Many of the questions Aspect’s infrastructure staff have on a project revolve around soil movement. We may need to know how much a building’s foundation has settled, or if a steep slope is starting to fail, or the furthest extent of a sinkhole. A new technology— interferometric synthetic aperture radar (InSAR)—is helping us gather better information to answer those questions. Project Geologist Annaliese Eipert will share Aspect’s local experience with InSAR at the monthly Association of Environmental & Engineering Geologists (AEG) meeting in Seattle on Thursday, March 17.
InSAR measures the changes in ground surface elevation by recording the distance between the ground and a satellite over time, and it does so with accuracy down to the millimeter. It can pierce through rainclouds and cover of night to document conditions without interruption. Unlike Global Positioning System (GPS) technology, which covers conditions for a fixed point, InSAR can collect data on the movement of large parcels of land. It also acts as a time machine of sorts, with the ability to study data gathered in years past. InSAR’s functionality gives us more detailed data to find problematic changes in ground surface and formulate appropriate recommendations and solutions.

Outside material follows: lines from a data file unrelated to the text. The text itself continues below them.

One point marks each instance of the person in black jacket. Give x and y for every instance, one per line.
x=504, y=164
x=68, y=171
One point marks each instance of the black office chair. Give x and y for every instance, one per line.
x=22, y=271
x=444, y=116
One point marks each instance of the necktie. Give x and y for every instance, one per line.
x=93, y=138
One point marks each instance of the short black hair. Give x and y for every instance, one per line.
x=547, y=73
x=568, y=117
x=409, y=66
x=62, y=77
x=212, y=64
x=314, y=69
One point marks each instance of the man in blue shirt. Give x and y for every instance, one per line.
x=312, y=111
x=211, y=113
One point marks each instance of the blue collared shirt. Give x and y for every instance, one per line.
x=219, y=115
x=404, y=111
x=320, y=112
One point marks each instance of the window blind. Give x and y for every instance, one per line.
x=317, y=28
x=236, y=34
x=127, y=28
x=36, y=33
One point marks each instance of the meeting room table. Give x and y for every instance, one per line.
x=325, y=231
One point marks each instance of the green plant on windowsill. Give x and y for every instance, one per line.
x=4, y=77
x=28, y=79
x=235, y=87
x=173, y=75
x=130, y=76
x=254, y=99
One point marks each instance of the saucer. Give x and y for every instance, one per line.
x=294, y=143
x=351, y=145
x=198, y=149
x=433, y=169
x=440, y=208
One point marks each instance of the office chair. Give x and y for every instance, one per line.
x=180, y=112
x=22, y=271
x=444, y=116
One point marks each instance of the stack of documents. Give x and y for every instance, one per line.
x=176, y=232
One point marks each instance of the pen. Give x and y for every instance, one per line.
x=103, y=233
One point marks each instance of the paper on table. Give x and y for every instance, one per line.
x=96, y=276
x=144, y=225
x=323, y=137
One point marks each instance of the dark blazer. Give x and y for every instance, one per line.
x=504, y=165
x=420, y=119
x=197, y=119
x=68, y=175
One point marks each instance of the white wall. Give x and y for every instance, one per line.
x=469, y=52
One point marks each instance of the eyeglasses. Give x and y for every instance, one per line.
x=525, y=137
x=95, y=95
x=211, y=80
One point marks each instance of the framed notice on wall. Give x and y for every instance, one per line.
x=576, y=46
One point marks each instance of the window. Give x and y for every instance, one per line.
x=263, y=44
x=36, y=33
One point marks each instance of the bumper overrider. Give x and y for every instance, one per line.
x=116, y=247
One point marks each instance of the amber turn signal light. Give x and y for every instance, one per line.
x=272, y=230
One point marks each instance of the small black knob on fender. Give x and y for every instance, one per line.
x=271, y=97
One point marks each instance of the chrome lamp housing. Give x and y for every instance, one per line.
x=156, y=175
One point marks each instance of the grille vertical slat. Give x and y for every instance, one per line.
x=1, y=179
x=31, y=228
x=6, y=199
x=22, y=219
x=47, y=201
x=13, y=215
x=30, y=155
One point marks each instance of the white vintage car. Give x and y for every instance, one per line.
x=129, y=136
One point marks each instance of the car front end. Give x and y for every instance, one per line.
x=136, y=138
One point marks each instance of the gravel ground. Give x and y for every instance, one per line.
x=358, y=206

Annaliese’s presentation will focus on how we used InSAR data to help determine the cause of an approximately five-mile-long swath of widespread apparent uplift on the order of one inch in the Federal Way area that was observed between 2007 and 2009. She will also explore the potential causes of observed subsidence along Puget Lowland river valleys and of ground surface deformation in general, as well as the applications and limitations of using InSAR analysis for geologic and geotechnical engineering investigations in comparison to high-resolution GPS and Light Detection and Ranging (LiDAR) technology.
Annaliese will be co-presenting with Giacomo Falorni from TRE-Altamira, a globally recognized firm with comprehensive expertise in applying InSAR data to large infrastructure projects. Giacomo will provide an introduction to the technology itself and discuss how it has been used on infrastructure and environmental projects around the world.